China was the country targeted by the most governments for protectionist measures. Although leaders of the Group of 20 large economies unanimously pledged not to resort to protectionism in 2008 and 2009, virtually all of them slipped at least a little bit. Russia increased tariffs on imported automobiles, India raised tariffs on steel imports, and Argentina established new obstacles to imported auto parts and shoes. Also, in 2009 the United States imposed tariffs of between 25 and 35 percent on imports of tires from China for the next three years. This policy essentially priced out of the market 17 percent of all tires sold in the United States and forced up the market price for consumers.
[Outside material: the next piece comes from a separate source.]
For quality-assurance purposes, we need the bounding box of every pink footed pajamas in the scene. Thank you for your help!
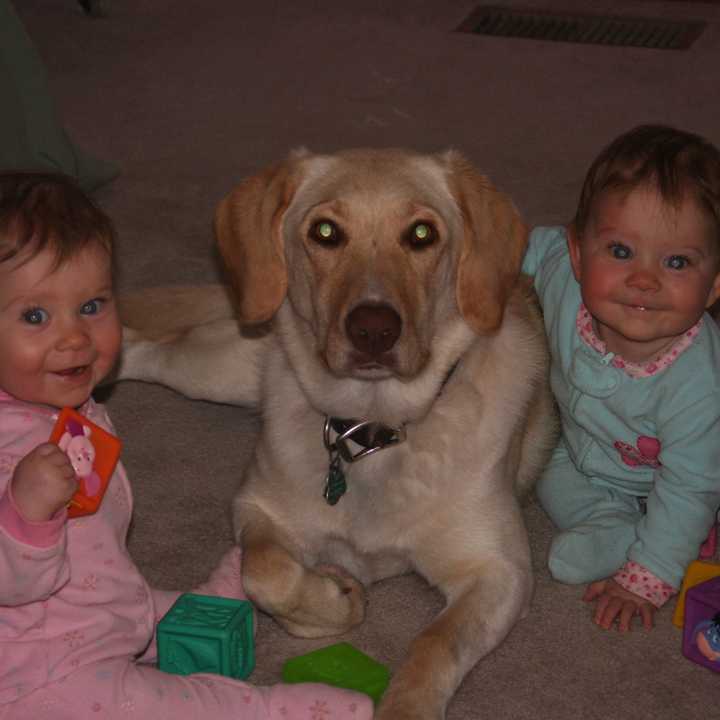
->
[0,391,373,720]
During the Great Depression of the 1930s, countries raised import tariffs to protect producers damaged by foreign competition. The United States increased import tariffs on some 20,000 goods that provoked widespread retaliation from its trading partners. Such tariff increases contributed to the volume of world trade shrinking by a quarter. A lesson from this era is that once trade barriers are increased, they can severely damage global supply chains. It can take years of negotiation to dismantle trade barriers and years before global supply chains can be restored. Despite this lesson, governments have continued to adopt protectionist policies as their economies slide into recession.


What do you think? Concerning international trade policy, why do countries sometimes become more protectionist as their economies fall into recession?